Psychedelic Music Lives!

The Claypool/Lennon Delirium – The Orange Peel, Asheville, NC 6/10/16
Primus mastermind and bassist extraordinaire Les Claypool was looking for something to do after said band’s early 2016 tour wrapped up. He wanted to do another Oysterhead (Trey Anastasio, Claypool, and Stewart Copeland) album, but contractual obligations prevented it. So instead he turned to Sean Lennon (yes, THAT Sean Lennon, son of John and Yoko) as a collaborator, and boy, is the world a better place for it. Lennon moved into Claypool’s house, drinking his wine and playing his drums, and over the course of six weeks they recorded “Monolith of Phobos”, a modern-day psychedelic rock masterpiece. The two had bonded in 2015, when Lennon’s band The Ghost of a Saber Tooth Tiger opened for Primus, and Lennon (on guitar) would join Primus on stage for the space jam masterpiece “Southbound Pachyderm”.

Your faithful scribe had the extreme good fortune to win tickets to “see” (Les apparently likes to play on a darkened stage, there was no front-lighting of the band members whatsoever, so more a case of hearing rather than seeing) these merry pranksters at the venerable Orange Peel in Asheville, NC, alternately known as Portland East for its beer culture, and San Francisco East for its counter-culture. In front of a nearly sold-out crowd of all ages, sporting Beatles, Primus, and obscure Les Claypool side project t-shirts, Claypool and Lennon, along with keyboardist Mark Ramos Nishita (of Beastie Boys fame) and drummer Paul Baldi (Fungi Band), put on a master class in psychedelic rock. In case you are not familiar with Claypool, in addition to his prodigious bass chops, he is the master of a thousand voices (a la Billy Corgan, must have been a Nineties thing), while Lennon sounds eerily like his father. But the surprise of the evening was Lennon’s guitar playing. I must have heard ten times during and after the concert “I didn’t know Sean Lennon could play guitar like that”. Swooping, diving, sliding, all the while awash in reverb and delay, he was brilliant. He WILL be featured in Guitar Player magazine soon, remember you heard it here first. As Les noted during a monologue early in the show, “this guy over here, Sean Lennon, can play the s**t out of that thing”.

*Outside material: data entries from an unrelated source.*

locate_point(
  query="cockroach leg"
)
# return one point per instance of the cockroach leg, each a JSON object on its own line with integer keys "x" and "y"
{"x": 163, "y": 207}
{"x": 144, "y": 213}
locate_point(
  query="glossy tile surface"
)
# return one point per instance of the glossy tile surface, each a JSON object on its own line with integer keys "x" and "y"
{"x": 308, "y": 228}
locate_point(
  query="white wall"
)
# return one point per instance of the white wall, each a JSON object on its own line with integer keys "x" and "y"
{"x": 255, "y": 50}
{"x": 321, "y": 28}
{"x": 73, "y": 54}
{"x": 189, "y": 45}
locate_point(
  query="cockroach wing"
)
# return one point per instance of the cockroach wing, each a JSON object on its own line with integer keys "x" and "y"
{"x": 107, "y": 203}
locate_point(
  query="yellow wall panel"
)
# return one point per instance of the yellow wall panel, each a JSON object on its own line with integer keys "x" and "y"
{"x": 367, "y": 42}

Along with 9 of the 11 songs on their album, they treated the audience to a spot-on cover of Pink Floyd’s Astronomy Domine, as well as “Animals” from Ghost of a Saber Tooth. But the highlight of the evening, as it has been for most of their shows so far on this tour, was a brilliant rendition of the Beatles classic “Tomorrow Never Knows” with Sean channeling his father to the point of collective goosebumps spreading thru the crowd. An extended-jam encore of the aforementioned “Southbound Pachyderm” wrapped up the evening, sending the crowd into the evening feeling good, at least for one day until the news of the Orlando massacre broke.

The band is touring extensively all summer long, if you love space rock/prog rock/psychedelia/goofy intellectual lyrics/virtuoso playing, then I strongly encourage you to A) buy the album, and B) get out and see these guys.